Il faut aussi admettre – contre certaines doctrines, mais cette fois sans doute en lien avec Latour/Rancière – que les pratiques culturelles peuvent jouir d’une autonomie relative, voire d’une capacité à s’opposer au mode de production économique et des institutions (sociales et politiques, culturelles et artistiques) qui en fournissent le cadre de départ. Dès lors, on ne peut plus laisser flotter les significations de termes aussi centraux que : vision, visible, visuel, visualité, voir, regarder, observer, etc.

Et que dire de ce texte reproduit dans l’ouvrage, qui nous reconduit aux normes esthétiques – et pas nécessairement artistiques – dans la manière de concevoir le regard : « Je suis un homme qu’on ne voit pas.... Je suis un homme réel, de chair et d’os, de fibres et de liquides.... Je suis invisible, comprenez bien, simplement parce que les gens refusent de me voir »   ? On pourrait presque ne pas se concentrer sur la seule ségrégation raciale visée par ce texte de Ralph Ellison. Ce dernier peut convenir à de nombreuses conditions au-delà de l’objectif antiségrégationniste de son auteur. Il pourrait être rédigé par un SDF, par un prolétaire, par un immigré, etc. Et par conséquent, il nous interroge sur la visibilité des humains dans les structures sociales et politiques, dans les structures de pouvoir, et dans l’ensemble des rapports sociaux de classe, de « race », de genre et de génération. Le paradoxe étant que, le plus souvent, l’invisibilité sociale est corrélative d’une hypervisibilité de tel ou tel part de l’individu ou du groupe visé. Le regard est évidemment un élément moteur de la construction des rapports de « races » et donc du racisme.

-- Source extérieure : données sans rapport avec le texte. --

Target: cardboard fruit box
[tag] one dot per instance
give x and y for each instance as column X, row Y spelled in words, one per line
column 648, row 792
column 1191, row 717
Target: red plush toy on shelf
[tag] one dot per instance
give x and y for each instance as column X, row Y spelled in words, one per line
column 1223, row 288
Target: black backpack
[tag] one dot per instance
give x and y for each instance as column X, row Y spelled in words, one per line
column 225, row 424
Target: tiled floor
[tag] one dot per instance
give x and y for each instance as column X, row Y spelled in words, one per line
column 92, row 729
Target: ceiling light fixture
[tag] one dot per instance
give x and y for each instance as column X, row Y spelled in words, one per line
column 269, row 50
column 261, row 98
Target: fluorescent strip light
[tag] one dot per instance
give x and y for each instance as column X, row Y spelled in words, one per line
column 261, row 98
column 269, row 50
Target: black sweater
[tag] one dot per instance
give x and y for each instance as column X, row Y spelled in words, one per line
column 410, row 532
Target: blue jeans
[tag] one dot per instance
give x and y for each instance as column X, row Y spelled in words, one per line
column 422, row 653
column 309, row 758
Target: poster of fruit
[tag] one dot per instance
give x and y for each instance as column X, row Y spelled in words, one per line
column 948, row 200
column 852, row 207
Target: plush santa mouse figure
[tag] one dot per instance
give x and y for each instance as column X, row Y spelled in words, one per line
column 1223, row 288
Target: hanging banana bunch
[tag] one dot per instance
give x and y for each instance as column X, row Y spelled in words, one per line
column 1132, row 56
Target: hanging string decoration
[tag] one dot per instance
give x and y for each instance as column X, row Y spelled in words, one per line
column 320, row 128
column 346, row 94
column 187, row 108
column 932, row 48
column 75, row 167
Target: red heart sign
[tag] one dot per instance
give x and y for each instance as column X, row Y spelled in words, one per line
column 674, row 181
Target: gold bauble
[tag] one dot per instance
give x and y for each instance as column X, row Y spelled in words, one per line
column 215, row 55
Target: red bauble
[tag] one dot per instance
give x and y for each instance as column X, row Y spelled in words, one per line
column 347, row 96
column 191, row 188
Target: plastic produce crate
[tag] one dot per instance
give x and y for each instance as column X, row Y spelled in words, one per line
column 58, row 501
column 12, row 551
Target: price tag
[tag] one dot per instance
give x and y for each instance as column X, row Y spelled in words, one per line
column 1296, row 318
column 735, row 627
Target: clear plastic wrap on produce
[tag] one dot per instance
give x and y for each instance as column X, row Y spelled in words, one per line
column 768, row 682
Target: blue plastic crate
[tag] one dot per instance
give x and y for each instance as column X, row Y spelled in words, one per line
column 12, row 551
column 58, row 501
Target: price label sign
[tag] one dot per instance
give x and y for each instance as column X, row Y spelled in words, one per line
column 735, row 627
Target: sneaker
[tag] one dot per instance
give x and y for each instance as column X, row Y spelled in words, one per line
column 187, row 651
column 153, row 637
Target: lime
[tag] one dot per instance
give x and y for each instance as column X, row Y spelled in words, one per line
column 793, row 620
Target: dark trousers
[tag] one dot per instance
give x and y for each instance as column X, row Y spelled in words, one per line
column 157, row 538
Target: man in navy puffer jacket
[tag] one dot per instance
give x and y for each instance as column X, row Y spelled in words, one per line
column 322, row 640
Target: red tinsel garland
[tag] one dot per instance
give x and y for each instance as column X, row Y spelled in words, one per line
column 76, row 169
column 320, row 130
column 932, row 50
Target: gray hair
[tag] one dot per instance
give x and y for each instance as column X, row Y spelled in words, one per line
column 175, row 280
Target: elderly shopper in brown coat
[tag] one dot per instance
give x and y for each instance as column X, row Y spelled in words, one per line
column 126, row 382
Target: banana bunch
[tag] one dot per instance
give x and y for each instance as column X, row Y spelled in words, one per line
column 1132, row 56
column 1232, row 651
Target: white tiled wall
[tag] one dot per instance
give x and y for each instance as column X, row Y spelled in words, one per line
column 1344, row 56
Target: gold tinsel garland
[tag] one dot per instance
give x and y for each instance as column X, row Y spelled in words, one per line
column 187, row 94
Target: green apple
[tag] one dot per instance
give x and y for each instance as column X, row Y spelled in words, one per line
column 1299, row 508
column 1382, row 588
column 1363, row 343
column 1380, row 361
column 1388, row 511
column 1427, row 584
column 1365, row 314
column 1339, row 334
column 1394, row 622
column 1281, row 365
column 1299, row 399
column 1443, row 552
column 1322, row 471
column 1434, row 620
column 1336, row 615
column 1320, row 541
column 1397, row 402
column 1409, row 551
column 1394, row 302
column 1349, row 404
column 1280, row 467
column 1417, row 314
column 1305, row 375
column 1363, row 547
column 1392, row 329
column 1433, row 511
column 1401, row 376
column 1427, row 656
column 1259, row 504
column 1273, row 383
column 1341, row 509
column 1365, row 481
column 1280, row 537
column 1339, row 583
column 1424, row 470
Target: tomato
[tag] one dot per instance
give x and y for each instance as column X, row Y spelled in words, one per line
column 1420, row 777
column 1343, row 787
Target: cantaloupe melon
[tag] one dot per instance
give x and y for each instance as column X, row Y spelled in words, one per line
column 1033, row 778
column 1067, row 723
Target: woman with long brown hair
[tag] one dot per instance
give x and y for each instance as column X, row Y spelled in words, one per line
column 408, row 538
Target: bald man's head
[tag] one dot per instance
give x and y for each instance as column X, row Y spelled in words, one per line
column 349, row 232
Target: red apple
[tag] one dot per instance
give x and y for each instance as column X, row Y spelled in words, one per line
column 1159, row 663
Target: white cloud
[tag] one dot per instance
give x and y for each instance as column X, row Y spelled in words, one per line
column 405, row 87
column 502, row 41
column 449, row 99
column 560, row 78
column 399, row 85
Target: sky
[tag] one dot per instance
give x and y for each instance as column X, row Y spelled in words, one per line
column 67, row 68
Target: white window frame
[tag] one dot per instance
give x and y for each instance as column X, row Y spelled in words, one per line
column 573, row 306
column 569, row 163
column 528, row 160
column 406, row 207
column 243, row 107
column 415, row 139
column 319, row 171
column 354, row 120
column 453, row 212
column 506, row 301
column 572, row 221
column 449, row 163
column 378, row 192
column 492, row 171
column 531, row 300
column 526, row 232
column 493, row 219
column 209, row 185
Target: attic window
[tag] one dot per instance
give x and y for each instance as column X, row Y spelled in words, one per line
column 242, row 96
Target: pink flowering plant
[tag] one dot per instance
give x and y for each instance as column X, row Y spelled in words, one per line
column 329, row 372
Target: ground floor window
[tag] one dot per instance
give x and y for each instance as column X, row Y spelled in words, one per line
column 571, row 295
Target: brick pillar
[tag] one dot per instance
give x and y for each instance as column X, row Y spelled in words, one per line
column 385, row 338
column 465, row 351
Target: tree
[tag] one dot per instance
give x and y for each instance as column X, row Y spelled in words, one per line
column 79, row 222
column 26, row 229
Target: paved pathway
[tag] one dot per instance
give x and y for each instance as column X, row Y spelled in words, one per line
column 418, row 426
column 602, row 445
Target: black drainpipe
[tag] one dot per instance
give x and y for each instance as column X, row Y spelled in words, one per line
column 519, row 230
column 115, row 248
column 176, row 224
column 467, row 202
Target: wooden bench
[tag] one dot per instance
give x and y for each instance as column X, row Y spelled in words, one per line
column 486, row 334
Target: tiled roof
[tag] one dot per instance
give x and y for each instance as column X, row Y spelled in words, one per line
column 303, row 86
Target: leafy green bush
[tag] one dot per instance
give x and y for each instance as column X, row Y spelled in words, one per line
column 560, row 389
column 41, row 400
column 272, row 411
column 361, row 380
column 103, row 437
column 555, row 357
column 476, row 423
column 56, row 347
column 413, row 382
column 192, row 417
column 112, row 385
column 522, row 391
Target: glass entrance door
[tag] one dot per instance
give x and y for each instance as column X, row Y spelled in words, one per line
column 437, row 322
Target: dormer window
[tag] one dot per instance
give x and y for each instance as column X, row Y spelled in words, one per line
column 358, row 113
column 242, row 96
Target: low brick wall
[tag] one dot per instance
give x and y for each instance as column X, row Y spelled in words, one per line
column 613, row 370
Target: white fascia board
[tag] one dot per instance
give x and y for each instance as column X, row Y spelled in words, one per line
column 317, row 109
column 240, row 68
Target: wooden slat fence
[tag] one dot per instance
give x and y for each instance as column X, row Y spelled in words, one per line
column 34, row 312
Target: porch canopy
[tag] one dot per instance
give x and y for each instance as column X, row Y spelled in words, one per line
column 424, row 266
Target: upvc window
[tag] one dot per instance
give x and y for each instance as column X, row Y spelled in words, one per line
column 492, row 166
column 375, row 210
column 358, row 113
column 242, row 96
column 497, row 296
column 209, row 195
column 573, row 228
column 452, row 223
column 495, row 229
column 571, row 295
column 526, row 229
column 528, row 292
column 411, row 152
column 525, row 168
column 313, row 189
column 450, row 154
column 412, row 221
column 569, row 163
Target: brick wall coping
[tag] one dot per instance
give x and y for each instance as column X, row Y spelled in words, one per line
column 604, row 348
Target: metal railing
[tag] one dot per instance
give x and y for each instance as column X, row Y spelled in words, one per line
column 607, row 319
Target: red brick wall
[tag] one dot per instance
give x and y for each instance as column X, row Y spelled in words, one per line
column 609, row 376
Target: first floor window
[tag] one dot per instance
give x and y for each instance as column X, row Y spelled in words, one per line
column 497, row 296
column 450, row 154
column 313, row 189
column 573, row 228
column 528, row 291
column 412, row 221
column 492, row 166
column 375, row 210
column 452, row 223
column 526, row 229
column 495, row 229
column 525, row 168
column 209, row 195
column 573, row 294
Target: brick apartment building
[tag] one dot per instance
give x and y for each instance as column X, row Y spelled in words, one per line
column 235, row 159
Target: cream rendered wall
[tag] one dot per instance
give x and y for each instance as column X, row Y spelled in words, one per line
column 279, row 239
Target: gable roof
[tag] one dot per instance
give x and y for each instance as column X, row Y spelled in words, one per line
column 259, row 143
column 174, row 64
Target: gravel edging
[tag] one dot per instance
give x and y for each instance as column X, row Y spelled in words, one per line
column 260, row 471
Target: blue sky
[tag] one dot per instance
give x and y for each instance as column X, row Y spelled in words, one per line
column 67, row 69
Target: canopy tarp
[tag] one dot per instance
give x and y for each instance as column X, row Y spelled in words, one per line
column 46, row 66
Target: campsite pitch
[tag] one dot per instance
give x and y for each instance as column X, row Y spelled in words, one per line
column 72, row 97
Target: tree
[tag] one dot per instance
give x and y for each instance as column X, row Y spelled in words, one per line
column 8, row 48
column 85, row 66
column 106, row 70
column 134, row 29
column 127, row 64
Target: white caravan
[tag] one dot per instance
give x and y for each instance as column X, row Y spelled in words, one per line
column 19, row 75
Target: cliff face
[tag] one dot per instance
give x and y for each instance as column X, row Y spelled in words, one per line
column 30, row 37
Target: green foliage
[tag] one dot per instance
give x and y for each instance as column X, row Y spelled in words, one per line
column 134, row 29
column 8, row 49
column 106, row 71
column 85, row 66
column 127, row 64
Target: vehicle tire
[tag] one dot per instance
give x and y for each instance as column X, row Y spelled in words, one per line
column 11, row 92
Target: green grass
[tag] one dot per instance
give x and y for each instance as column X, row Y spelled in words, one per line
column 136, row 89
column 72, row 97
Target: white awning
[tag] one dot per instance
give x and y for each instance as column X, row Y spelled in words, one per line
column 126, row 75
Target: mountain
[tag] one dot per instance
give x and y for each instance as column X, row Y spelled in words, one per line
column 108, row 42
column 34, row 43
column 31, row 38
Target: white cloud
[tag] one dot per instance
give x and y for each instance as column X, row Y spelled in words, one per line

À partir de tels éléments, l’auteur peut aussi nous conduire vers les travaux de Jonathan Crary qui travaillent la différence entre voir et observer, avançant l’idée selon laquelle la notion d’observateur désigne le lieu où « la vision dans l’histoire se matérialise et devient elle-même visible ». Ainsi nous renvoie-t-il à des questions sur lesquelles il est bon de s’attarder, celle du spectacle, mais aussi celle des techniques visuelles de la surveillance. Il donne alors corps à des rapprochements entre surveillance et spectacle qui sont à replacer dans l’évolution sociale et médiatique de la surveillance en spectacle sur la longue durée.

 

La matérialité objectale des images

Une discipline délimite le champ d’étude et les recherches qui peuvent y être perpétuées. Ainsi, par ailleurs, que les données institutionnelles autour desquelles se conquièrent des postes, des attributions et des équipements. Ainsi va l’ouvrage qu’il répertorie finalement encore mieux les trajectoires et horizons que l’université veut défendre pour assurer sa mainmise sur les objets ici décrits.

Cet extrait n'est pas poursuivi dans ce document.